Tekrar ellerimle çenesini kapattım ve onun yerine cevap verdim.
“Ziyaret! Hephaistos’u ziyarete gelemez miyiz?” dedim gülümseyerek.
“Seni adi Hades kızı! Nasıl da umursamaz oluyorsun yalan söylerken! Tam bir iki yüzlüsün” dedi Hephaistos. Aman be! Daha Natalie’yi yeni ikna etmiştim.
“Natalie, lütfen konuş” dedi Hephaistos ve ben daha onu durdurmak için atılamadan iki robot beni olduğum yere yapıştırdı.
“Şeyy sayın Vulcan, aslında Phoebus’u görmeye gelmiştik” dedi.
“Brav o sana Natie! Ağzında hiç bakla ıslanmıyor! Söylesene ne biçim bir Hades kızısın sen?” diye sordum çıkışarak.
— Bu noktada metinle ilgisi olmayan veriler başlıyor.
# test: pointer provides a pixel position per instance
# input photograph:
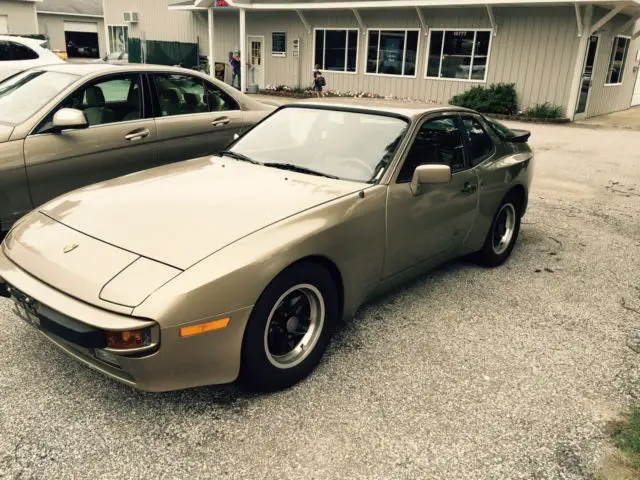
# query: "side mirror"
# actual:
(69, 118)
(429, 175)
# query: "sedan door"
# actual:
(435, 222)
(120, 139)
(194, 117)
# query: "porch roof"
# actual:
(629, 7)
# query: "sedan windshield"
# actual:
(24, 94)
(333, 143)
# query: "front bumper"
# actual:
(176, 363)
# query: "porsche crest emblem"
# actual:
(70, 247)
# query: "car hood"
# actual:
(5, 132)
(179, 214)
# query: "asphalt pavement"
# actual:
(467, 373)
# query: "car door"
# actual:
(434, 222)
(194, 117)
(120, 139)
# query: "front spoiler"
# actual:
(179, 362)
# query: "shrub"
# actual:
(545, 110)
(497, 98)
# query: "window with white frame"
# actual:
(279, 44)
(336, 50)
(458, 54)
(618, 59)
(118, 38)
(392, 52)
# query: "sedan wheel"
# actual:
(289, 328)
(503, 233)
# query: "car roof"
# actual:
(406, 109)
(81, 68)
(90, 68)
(32, 42)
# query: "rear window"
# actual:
(11, 51)
(501, 130)
(22, 95)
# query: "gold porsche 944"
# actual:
(239, 266)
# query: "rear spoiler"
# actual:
(521, 136)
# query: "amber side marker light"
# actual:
(204, 327)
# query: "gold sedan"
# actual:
(241, 265)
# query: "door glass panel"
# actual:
(587, 71)
(218, 100)
(438, 142)
(180, 95)
(118, 99)
(479, 142)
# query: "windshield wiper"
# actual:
(238, 156)
(297, 168)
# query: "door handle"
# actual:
(137, 135)
(469, 187)
(221, 122)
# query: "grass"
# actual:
(626, 437)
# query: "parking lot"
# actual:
(466, 373)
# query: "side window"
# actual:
(5, 52)
(180, 94)
(220, 101)
(438, 142)
(20, 52)
(118, 99)
(479, 141)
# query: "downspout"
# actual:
(243, 50)
(576, 81)
(211, 38)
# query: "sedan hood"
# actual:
(5, 132)
(179, 214)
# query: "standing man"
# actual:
(318, 82)
(234, 61)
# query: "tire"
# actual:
(494, 252)
(266, 365)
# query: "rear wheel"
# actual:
(289, 328)
(503, 234)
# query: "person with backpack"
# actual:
(318, 82)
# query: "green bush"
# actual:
(497, 98)
(545, 110)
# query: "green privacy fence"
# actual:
(163, 53)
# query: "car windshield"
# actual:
(348, 145)
(24, 94)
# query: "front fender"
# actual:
(497, 179)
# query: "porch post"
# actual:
(210, 34)
(243, 51)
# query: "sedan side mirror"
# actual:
(429, 175)
(69, 118)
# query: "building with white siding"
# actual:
(578, 55)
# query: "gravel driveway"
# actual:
(467, 373)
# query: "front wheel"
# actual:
(503, 234)
(289, 328)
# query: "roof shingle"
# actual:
(77, 7)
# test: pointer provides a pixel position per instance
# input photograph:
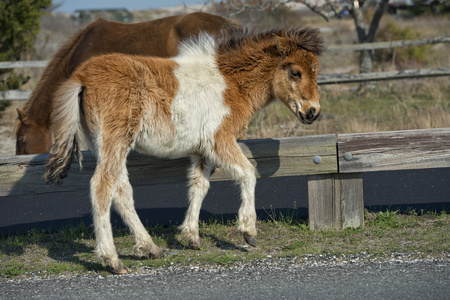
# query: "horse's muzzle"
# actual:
(310, 116)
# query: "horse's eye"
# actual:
(296, 74)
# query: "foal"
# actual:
(193, 104)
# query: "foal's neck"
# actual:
(250, 74)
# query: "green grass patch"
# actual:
(70, 251)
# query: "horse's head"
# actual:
(31, 137)
(296, 77)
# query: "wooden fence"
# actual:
(322, 79)
(333, 165)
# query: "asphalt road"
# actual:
(267, 279)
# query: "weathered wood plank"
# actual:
(395, 150)
(23, 64)
(20, 175)
(335, 201)
(15, 95)
(377, 76)
(387, 45)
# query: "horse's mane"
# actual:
(55, 63)
(306, 38)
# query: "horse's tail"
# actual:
(65, 131)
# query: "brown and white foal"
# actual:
(194, 104)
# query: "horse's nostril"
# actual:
(310, 113)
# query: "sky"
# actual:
(69, 6)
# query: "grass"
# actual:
(70, 251)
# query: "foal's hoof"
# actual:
(250, 239)
(195, 245)
(120, 271)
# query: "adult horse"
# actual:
(154, 38)
(194, 104)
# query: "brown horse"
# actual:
(154, 38)
(193, 104)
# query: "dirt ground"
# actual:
(7, 121)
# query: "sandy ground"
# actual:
(7, 121)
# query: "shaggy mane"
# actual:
(306, 38)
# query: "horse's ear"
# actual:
(282, 44)
(22, 116)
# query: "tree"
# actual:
(327, 9)
(19, 25)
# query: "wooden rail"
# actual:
(333, 165)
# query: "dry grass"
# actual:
(70, 251)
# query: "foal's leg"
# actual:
(231, 158)
(198, 187)
(103, 186)
(124, 204)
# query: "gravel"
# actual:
(394, 276)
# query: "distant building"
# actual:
(85, 16)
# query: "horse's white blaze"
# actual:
(198, 108)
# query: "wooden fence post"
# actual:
(335, 201)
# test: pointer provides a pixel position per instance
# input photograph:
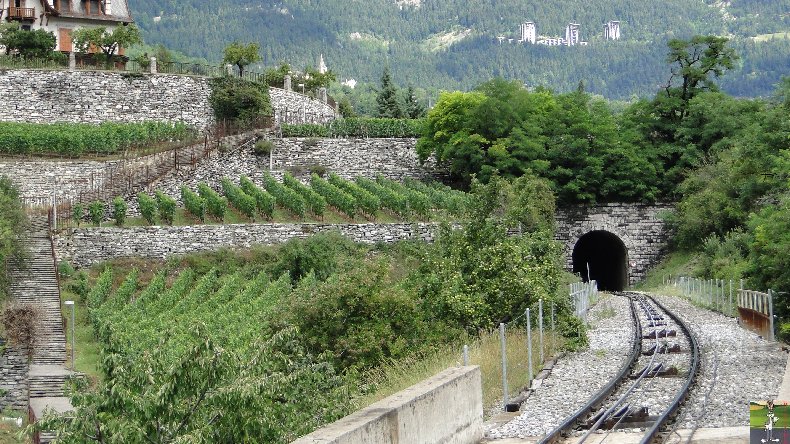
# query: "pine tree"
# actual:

“Kapa çeneni Fabiano!” dedi Hephaistos. Sonra da devam etti.
“Hıh. Bana işiniz düştüğünde göreceğiz sizi” dedim ama bana cevap vermedi.
“Phoebus burada değil, burada olsa haberim olurdu. Bu yüzden inime izinsiz girdiniz saymak zorundayım. Ve bunun bir cezası olduğunu biliyorsunuz” dedi. İçimi çektim. Ne zaman yoktu ki zaten?
“Cameron’ı hatırlıyorsundur umarım Stella. Onu daha önce etkisiz hale getirdiğiniz gibi tekrar yapmanızı istiyorum” dedi.
“O 500 tonluk devasa robottan mı bahsediyorsun? Ama o zaman Jenny ona elektrik vermişti. Şimdi bunu bir başımıza nasıl yapacağız?” diye sordum. Olimpos tanrıları bazen çok gıcık olabiliyorlar.
“Onu da siz bulun” dedi gülümseyerek ve robotlarıyla beraber ortadan kayboldu.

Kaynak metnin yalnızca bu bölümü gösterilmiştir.